Aujourd’hui, « le problème du vieillissement de la main-d’oeuvre donne des insomnies aux dirigeants. Les « baby-boomers » commencent à partir à la retraite, particulièrement dans le secteur de l’énergie et des « utilities » (services collectifs) », a indiqué Eric Schmitt, expert chez Capgemini.
10.000 embauches prévues chez EDF
Alors que les salariés qualifiés partent à la retraite, les écoles d’ingénieurs et les universités ont réduit les formations spécialisées dans le nucléaire après que l’accident de la centrale américaine de Three Mile Island survenu en 1979 et la catastrophe de Tchernobyl de 1986 aient terni l’image de l’atome.
« Le renouvellement des compétences est un enjeu majeur », a déclaré Pierre Gadonneix, PDG d’EDF. Comme l’a précisé le quotidien « Le Monde » paru mardi, « d’ici 2015, 40 % des équipes EDF d’ingénierie et de production devront être renouvelées », et essentiellement dans la filière nucléaire qui emploie 25.000 salariés et assure 80 % de la production. L’électricien français prévoit d’embaucher 1.000 personnes par an durant la prochaine décennie, dont 50% d’ingénieurs.

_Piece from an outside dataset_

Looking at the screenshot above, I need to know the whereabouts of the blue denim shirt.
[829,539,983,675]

Pour attirer les candidats, EDF doit avoir l’image d’un groupe qui se préoccupe de l’environnement « et dont l’activité permet d’éviter des rejets massifs de gaz à effet de serre ». Le groupe public français doit également inciter universités et grandes écoles à attirer les futurs ingénieurs dans le nucléaire. Dès le mois prochain, EDF doit lancer une « Fondation européenne pour les énergies de demain » qui sera chargée de financer des formations dans les énergies « propres » dont le nucléaire.
Un problème mondial
Ce problème de main d’?uvre ne concerne pas que la France. Selon Capgemini, la moitié des écoles formant ingénieurs et opérateurs ont arrêté les formations spécialisées dans l’atome ces 25 dernières années. Aux Etats-Unis, selon le département du travail, d’ici 2012, un tiers des salariés exerçant dans le nucléaire pourront partir à la retraite. 26.000 personnes devront donc être embauchées dans les dix prochaines années pour remplacer ces départs massifs.
Dans les pays qui, comme l’Italie, ont renoncé à l’atome, ou dans ceux qui, comme l’Allemagne, la Belgique ou l’Espagne, ont programmé sa disparition, la situation risque d’être problématique si un jour ils décident de relancer le nucléaire civil.
Dans les pays qui veulent se doter de centrales, comme certains pays arabes, « les spécialistes considèrent qu’il faudra, d’ici dix ans, plus de 30.000 ingénieurs et techniciens supplémentaires dans cette filière », a indiqué au quotidien Pierre Laffitte, sénateur des Alpes-Maritimes et président de la Fondation Sophia Antipolis (technopole sur les nouvelles technologies).